Estimativa do Boletim Focus indica terceira alta seguida para o IPCA; projeções para Selic e PIB também foram atualizadas.

Foto: Marcello Casal Jr/ Agência Brasil

O mercado financeiro elevou de 4,17% para 4,31% a previsão da inflação oficial do Brasil para 2026, segundo dados divulgados nesta segunda-feira (30) no Boletim Focus do Banco Central do Brasil. Esta é a terceira semana consecutiva de aumento na estimativa do Índice Nacional de Preços ao Consumidor Amplo (IPCA).

Apesar da alta, a projeção permanece dentro do intervalo da meta definida pelo Conselho Monetário Nacional, que estabelece centro de 3% com margem de tolerância de 1,5 ponto percentual para mais ou para menos, permitindo variação entre 1,5% e 4,5%.

Dados recentes mostram que a inflação de fevereiro ficou em 0,7%, pressionada principalmente pelos setores de transportes e educação. No acumulado de 12 meses, o índice ficou em 3,81%, abaixo de 4% pela primeira vez desde maio de 2024.

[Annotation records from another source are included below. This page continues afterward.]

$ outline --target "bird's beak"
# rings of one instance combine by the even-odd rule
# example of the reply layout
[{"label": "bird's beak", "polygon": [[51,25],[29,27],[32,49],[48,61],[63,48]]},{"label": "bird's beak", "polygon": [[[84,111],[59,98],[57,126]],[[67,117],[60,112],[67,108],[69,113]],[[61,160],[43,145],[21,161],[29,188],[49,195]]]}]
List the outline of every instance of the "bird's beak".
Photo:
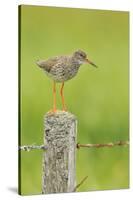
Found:
[{"label": "bird's beak", "polygon": [[96,68],[98,68],[98,66],[95,65],[95,64],[94,64],[93,62],[91,62],[90,60],[88,60],[88,58],[85,59],[85,62],[86,62],[86,63],[89,63],[89,64],[91,64],[91,65],[93,65],[93,66],[96,67]]}]

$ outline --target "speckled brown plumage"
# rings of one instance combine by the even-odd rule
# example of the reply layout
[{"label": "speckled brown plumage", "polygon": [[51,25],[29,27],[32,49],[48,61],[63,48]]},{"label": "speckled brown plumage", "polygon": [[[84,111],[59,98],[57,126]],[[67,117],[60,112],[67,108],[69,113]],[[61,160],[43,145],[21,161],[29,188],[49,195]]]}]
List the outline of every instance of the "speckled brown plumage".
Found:
[{"label": "speckled brown plumage", "polygon": [[87,59],[86,53],[82,50],[75,51],[72,55],[56,56],[48,60],[38,60],[36,63],[41,69],[45,71],[47,76],[49,76],[54,81],[54,111],[56,111],[55,82],[62,83],[62,104],[63,110],[66,110],[63,97],[64,82],[76,76],[80,66],[84,63],[89,63],[97,67],[93,62]]}]

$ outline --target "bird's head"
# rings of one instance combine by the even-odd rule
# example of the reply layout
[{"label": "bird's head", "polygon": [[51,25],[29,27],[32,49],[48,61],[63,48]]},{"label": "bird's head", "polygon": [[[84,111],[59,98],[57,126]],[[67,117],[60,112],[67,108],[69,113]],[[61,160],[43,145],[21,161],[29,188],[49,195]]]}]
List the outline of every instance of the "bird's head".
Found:
[{"label": "bird's head", "polygon": [[89,64],[93,65],[94,67],[97,67],[92,61],[90,61],[87,58],[86,53],[84,51],[82,51],[82,50],[75,51],[74,54],[73,54],[73,56],[74,56],[74,59],[79,64],[89,63]]}]

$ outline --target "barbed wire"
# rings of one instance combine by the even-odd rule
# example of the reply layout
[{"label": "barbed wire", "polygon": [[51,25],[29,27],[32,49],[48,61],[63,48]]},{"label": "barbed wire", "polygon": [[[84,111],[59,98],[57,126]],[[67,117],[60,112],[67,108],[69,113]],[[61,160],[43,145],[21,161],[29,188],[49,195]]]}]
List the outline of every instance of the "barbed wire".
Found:
[{"label": "barbed wire", "polygon": [[87,148],[101,148],[101,147],[114,147],[114,146],[126,146],[129,145],[129,141],[117,141],[103,144],[77,144],[77,148],[87,147]]},{"label": "barbed wire", "polygon": [[23,151],[31,151],[33,149],[47,150],[47,146],[46,145],[23,145],[23,146],[19,146],[19,150],[23,150]]},{"label": "barbed wire", "polygon": [[[78,143],[76,145],[77,149],[80,149],[81,147],[86,148],[103,148],[103,147],[115,147],[115,146],[127,146],[129,145],[129,141],[117,141],[117,142],[110,142],[110,143],[102,143],[102,144],[80,144]],[[31,151],[34,149],[42,149],[47,150],[48,147],[46,145],[23,145],[19,146],[19,150],[23,151]]]}]

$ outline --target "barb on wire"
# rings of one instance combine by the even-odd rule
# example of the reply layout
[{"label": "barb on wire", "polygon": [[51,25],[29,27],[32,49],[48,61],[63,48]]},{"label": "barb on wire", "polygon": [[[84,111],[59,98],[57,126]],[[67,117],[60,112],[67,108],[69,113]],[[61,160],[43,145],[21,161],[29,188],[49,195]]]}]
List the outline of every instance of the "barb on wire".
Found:
[{"label": "barb on wire", "polygon": [[47,146],[45,146],[45,145],[24,145],[24,146],[19,147],[19,150],[23,150],[23,151],[31,151],[33,149],[47,150]]},{"label": "barb on wire", "polygon": [[87,148],[100,148],[100,147],[114,147],[114,146],[126,146],[129,145],[128,141],[117,141],[117,142],[110,142],[110,143],[103,143],[103,144],[77,144],[77,148],[80,147],[87,147]]},{"label": "barb on wire", "polygon": [[[128,141],[117,141],[117,142],[110,142],[110,143],[103,143],[103,144],[77,144],[77,149],[80,149],[81,147],[87,147],[87,148],[101,148],[101,147],[114,147],[114,146],[127,146],[129,145]],[[19,150],[23,151],[31,151],[33,149],[42,149],[47,150],[48,147],[46,145],[23,145],[19,146]]]}]

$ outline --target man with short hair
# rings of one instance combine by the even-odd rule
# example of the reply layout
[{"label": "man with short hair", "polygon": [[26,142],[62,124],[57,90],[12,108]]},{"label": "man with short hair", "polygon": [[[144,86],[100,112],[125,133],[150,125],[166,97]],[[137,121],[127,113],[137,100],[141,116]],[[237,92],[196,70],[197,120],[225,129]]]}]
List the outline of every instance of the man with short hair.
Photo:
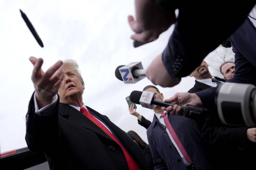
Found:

Para os anos seguintes, o mercado projeta inflação de 3,84% em 2027, 3,57% em 2028 e 3,5% em 2029.

Para controlar a inflação, o Banco Central utiliza a taxa básica de juros, a Selic, atualmente fixada em 14,75% ao ano pelo Comitê de Política Monetária (Copom). Na última reunião, o colegiado reduziu a taxa em 0,25 ponto percentual, movimento menor que a expectativa inicial de parte do mercado.

A previsão é que a Selic encerre 2026 em 12,5% ao ano. Para 2027, 2028 e 2029, as estimativas indicam queda gradual para 10,5%, 10% e 9,75%, respectivamente.

A taxa de juros é utilizada como principal instrumento de controle da inflação. Quando elevada, encarece o crédito e reduz o consumo, ajudando a conter a alta de preços. Já a redução da Selic tende a estimular a atividade econômica.

O Boletim Focus também revisou levemente a expectativa de crescimento da economia brasileira em 2026, passando de 1,84% para 1,85%. Para 2027, a projeção do Produto Interno Bruto (PIB) é de 1,8%, enquanto para 2028 e 2029 a estimativa é de crescimento de 2%.

Em relação ao câmbio, a previsão do mercado é que o dólar encerre 2026 cotado a R$ 5,40, chegando a R$ 5,45 ao final de 2027.